The UK standards are adapted from IFRS S1 and IFRS S2 and broadly mirror the international standards, with some minor amendments.
One key distinction is that the UK standards state that companies ‘may’ refer to SASB standards for industry-specific metrics, whereas the ISSB standards require preparers to refer to and consider the applicability of the SASB standards.
This amendment was recommended by the UK Sustainability Disclosure Policy and Implementation Committee (PIC), which noted that the SASB disclosure requirements are generally US-focused and the materials had not been the same level of due process compared with IFRS S1 and S2.
Notably, the UK Sustainability Disclosure Technical Advisory Committee (TAC) did not recommend making this amendment. However, the government chose to pursue the PIC’s recommendation in the exposure drafts and 70% of the respondents to the consultation supported the removal of the obligation to consider the SASB standards.
Many of the consultation respondents that disagreed with this amendment raised concerns over the potential loss of consistency and comparability with the international standards.

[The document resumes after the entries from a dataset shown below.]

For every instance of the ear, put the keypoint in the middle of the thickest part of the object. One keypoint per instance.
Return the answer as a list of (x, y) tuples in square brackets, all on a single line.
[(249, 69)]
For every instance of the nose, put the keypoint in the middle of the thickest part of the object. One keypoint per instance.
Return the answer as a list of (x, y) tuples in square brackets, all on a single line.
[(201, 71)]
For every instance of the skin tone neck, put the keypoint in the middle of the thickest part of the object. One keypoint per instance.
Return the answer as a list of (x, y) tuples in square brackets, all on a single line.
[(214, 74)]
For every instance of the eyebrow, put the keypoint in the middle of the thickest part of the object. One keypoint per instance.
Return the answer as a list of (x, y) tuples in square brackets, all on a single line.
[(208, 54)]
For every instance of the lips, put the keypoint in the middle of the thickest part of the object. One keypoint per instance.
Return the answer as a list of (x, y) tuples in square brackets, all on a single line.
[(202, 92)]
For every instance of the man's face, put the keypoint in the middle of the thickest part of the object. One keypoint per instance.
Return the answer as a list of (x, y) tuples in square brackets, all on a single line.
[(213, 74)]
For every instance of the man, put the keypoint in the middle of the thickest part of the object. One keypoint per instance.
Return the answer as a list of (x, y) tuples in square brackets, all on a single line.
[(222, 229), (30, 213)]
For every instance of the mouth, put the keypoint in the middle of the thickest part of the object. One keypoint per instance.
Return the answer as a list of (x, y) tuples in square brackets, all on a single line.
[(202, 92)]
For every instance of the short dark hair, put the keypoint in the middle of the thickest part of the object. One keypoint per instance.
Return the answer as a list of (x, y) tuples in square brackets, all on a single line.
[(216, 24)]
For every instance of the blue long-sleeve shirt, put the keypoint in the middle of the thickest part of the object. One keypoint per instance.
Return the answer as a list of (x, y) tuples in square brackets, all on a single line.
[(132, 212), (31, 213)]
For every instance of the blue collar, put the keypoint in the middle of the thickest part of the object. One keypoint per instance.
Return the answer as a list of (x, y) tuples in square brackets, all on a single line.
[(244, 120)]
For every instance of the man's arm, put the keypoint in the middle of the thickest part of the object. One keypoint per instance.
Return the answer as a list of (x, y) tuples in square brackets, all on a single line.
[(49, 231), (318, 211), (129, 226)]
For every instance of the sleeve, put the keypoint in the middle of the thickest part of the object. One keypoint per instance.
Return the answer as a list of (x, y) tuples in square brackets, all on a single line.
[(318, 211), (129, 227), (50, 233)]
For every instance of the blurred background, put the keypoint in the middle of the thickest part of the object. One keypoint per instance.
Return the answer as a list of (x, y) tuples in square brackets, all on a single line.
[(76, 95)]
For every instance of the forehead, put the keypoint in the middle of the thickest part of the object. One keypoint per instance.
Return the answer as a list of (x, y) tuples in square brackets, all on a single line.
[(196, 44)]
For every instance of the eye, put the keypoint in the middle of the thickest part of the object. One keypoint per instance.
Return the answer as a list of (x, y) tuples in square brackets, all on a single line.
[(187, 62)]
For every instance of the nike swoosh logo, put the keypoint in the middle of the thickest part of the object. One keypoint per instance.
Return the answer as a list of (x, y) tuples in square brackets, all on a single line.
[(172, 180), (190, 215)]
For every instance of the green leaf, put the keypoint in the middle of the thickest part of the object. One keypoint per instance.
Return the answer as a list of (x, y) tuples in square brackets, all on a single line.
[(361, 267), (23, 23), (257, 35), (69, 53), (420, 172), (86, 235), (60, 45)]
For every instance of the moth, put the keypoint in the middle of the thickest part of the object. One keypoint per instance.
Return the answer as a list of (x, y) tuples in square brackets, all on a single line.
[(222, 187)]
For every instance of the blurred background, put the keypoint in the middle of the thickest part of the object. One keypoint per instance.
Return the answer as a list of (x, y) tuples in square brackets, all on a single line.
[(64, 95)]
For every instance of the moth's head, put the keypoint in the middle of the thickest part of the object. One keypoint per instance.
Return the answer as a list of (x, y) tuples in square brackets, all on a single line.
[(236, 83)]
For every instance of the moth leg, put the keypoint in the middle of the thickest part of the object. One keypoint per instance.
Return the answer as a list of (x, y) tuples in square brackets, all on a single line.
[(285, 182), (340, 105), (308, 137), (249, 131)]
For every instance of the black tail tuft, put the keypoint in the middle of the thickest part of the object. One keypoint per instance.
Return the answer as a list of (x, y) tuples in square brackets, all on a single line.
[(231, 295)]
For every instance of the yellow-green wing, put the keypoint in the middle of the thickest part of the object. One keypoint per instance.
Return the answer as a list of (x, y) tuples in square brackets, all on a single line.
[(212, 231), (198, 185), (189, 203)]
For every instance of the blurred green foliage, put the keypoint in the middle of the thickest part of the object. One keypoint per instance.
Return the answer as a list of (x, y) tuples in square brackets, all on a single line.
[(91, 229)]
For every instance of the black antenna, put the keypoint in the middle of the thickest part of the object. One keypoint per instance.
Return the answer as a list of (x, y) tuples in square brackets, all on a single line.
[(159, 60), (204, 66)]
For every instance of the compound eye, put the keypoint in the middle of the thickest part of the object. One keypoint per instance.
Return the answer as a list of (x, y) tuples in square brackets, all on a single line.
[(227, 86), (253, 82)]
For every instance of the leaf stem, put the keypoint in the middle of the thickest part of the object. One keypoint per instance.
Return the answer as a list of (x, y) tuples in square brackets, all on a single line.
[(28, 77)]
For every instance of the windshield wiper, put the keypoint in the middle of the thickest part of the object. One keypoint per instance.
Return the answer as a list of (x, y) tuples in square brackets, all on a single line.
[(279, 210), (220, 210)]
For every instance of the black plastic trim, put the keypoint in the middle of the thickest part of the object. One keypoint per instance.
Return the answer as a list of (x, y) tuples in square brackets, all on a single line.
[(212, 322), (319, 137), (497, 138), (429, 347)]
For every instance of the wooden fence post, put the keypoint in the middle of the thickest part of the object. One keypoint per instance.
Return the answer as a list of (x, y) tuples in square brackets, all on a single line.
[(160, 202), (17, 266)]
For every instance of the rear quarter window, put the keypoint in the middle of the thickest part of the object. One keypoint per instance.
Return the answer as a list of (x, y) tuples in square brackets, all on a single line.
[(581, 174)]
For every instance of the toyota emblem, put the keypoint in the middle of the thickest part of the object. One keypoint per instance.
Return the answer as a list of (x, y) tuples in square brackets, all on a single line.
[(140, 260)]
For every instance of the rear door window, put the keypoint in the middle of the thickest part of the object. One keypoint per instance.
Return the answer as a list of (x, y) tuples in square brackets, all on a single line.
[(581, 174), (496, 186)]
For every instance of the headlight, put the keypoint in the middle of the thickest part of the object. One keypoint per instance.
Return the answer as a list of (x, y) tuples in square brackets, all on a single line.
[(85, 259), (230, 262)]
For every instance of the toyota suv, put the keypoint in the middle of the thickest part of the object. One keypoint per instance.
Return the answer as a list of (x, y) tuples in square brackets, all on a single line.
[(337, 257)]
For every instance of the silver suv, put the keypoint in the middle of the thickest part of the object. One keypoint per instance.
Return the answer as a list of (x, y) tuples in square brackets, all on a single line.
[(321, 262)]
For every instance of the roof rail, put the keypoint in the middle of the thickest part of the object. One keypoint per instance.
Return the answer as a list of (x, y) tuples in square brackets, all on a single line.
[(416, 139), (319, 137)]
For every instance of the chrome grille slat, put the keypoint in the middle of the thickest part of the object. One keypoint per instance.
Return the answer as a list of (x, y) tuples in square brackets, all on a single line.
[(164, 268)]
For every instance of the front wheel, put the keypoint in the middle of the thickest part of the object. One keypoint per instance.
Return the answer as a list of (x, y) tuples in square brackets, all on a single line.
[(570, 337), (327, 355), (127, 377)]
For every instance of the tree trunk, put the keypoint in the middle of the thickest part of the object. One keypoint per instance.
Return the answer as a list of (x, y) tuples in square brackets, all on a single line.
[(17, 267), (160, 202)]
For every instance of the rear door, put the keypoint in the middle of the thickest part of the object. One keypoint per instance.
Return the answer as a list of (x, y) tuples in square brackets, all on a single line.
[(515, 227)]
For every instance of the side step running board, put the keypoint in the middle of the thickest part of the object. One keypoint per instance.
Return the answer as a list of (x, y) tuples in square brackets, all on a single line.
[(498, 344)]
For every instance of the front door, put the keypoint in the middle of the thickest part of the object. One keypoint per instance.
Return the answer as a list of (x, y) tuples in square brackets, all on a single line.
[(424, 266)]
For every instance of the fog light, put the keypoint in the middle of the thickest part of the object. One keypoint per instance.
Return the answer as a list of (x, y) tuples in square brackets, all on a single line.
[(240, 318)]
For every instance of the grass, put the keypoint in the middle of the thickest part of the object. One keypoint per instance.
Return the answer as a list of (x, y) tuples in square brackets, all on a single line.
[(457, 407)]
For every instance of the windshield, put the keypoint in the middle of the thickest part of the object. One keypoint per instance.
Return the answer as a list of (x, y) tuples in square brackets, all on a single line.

The ISSB is currently undertaking a project to make the SASB standards more internationally applicable, and the DBT has indicated that it will review the amendment in the UK SRS once this project has been completed.
Another PIC recommended amendments, which has been adopted, allows companies voluntarily reporting under the standards to use the transitional reliefs indefinitely until disclosure requirements takes effect.
This aims to encourage voluntary adoption before the introduction of mandatory reporting, and was supported by 83% of the consultation respondents.
Entities using all the available reliefs can assert compliance with UK SRS S2. However, they will not have complied with UK SRS S1 if they use the provision which allows them to only disclose climate-related information.
In line with the TAC’s recommendations, the UK has removed the transitional relief provided in IFRS S1 which allows entities publish sustainability-related information at a different time to their financial statements in the first year of reporting.
According to the DBT, most consultation responses agreed with this amendment on the basis that investors value integrated disclosures and UK companies have experience in reporting climate information, as TCFD-aligned disclosure requirements have been in place since 2021.
In addition, the effective date clauses have been removed from the standards, as these will be established in legislation and regulation. Similarly, UK regulators and policymakers will determine how long the reliefs from reporting Scope 3 GHG emissions and non-climate sustainability information are available for.
Finally, the government has incorporated the TAC’s recommendation of adding a requirement for financial institutions to explain why they have not been able to comply with the financed emissions disclosure requirements in UK SRS 2.
Firms that do not report financed emissions will therefore have to explain they approaches to measuring these emissions and how they plan to meet the requirements in full.